Muesli – Just the Way You Want It

My husband and I simply can’t agree upon the best additions to muesli. As such, we compromise and make a his and hers variety. Start with the base and add various nuts and dried fruit combinations to personalise your own for a delicious healthy breakfast – complete with a touch of sneaky coffee.

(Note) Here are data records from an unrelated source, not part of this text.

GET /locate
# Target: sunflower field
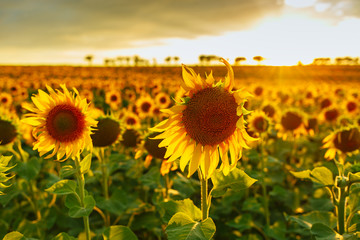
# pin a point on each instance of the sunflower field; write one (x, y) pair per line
(180, 153)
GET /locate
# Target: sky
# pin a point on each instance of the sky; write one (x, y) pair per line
(282, 31)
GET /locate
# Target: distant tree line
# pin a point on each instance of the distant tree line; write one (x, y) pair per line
(337, 61)
(207, 60)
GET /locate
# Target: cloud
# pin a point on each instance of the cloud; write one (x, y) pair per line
(111, 24)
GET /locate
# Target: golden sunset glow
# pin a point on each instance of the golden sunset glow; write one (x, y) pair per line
(283, 34)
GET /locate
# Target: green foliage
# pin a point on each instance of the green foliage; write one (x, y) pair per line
(4, 161)
(321, 175)
(186, 206)
(182, 227)
(63, 187)
(308, 220)
(75, 209)
(236, 180)
(119, 233)
(63, 236)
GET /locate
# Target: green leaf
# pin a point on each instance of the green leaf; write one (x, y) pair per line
(119, 233)
(308, 219)
(63, 236)
(62, 187)
(28, 170)
(354, 177)
(322, 232)
(242, 222)
(182, 227)
(78, 211)
(14, 236)
(85, 164)
(236, 180)
(351, 236)
(321, 175)
(66, 171)
(354, 198)
(186, 206)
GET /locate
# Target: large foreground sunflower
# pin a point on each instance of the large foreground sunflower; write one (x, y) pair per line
(207, 125)
(61, 123)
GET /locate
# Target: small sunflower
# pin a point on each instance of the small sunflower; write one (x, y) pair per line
(113, 98)
(258, 123)
(144, 106)
(207, 125)
(4, 161)
(61, 123)
(131, 120)
(150, 146)
(292, 123)
(107, 132)
(162, 100)
(131, 138)
(270, 109)
(6, 99)
(345, 141)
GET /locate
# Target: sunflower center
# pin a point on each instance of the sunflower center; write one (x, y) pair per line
(260, 124)
(291, 121)
(325, 103)
(131, 138)
(65, 123)
(7, 132)
(106, 133)
(163, 100)
(331, 115)
(130, 121)
(348, 140)
(351, 106)
(113, 98)
(145, 107)
(269, 110)
(151, 145)
(312, 123)
(210, 116)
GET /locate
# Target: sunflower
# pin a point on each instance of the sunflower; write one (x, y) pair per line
(113, 98)
(131, 138)
(131, 120)
(151, 148)
(107, 132)
(206, 125)
(162, 100)
(270, 110)
(61, 123)
(258, 123)
(344, 141)
(144, 106)
(6, 99)
(292, 123)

Serves: As many as you want it to.
Cooking Time: Preparation 10 minutes, cook 30-45 minutes


For the base:
+ Rolled oats
+ Ground cinnamon
+ Honey (or maple/golden syrup)
+ 1 cup of freshly brewed coffee, or just enough to make the oats clump together a little

Bakeable additions: Such as: pepitas, sunflower seeds, pistachios, whole almonds, coconut and cashews.

Last minute additions: Such as: sultanas, flaked almonds, dried apple, dried apricot and walnuts.

To serve:
+ Yoghurt
+ Plus a combination of fresh fruits such as bananas and berries. Or green apples with a dash of orange juice. Or some prunes and a delicious rhubarb, blueberry and ginger compote.


Preheat oven to 250°C.

Place all the dry ingredients for the muesli base in a large bowl. Meanwhile, boil the kettle, and make the cup of coffee. While still warm, combine the coffee and the honey in a jug. Add the liquids to the bowl and stir to combine. Aim for a mixture that is slightly moist mixture, but one that is not soggy.

Pour the mixture onto two large baking trays lined with baking paper. Place in the oven for approximately 30-45 minutes, or until golden. If it is becoming crispy too fast, reduce temperature to 120°C until dried out. Remember to give the mixture a quick toss every ten minutes using a wooden spoon to ensure an evenly crispy muesli. 

Once removed from the oven, add your last minute additions. For myself, I add the sultanas, walnut and flaked almonds. My husband on the other hand prefers dried apricot and apple. After gently mixing through the last minute additions, transfer to an airtight jar for storage.

Original recipe sourced from the Family Archives.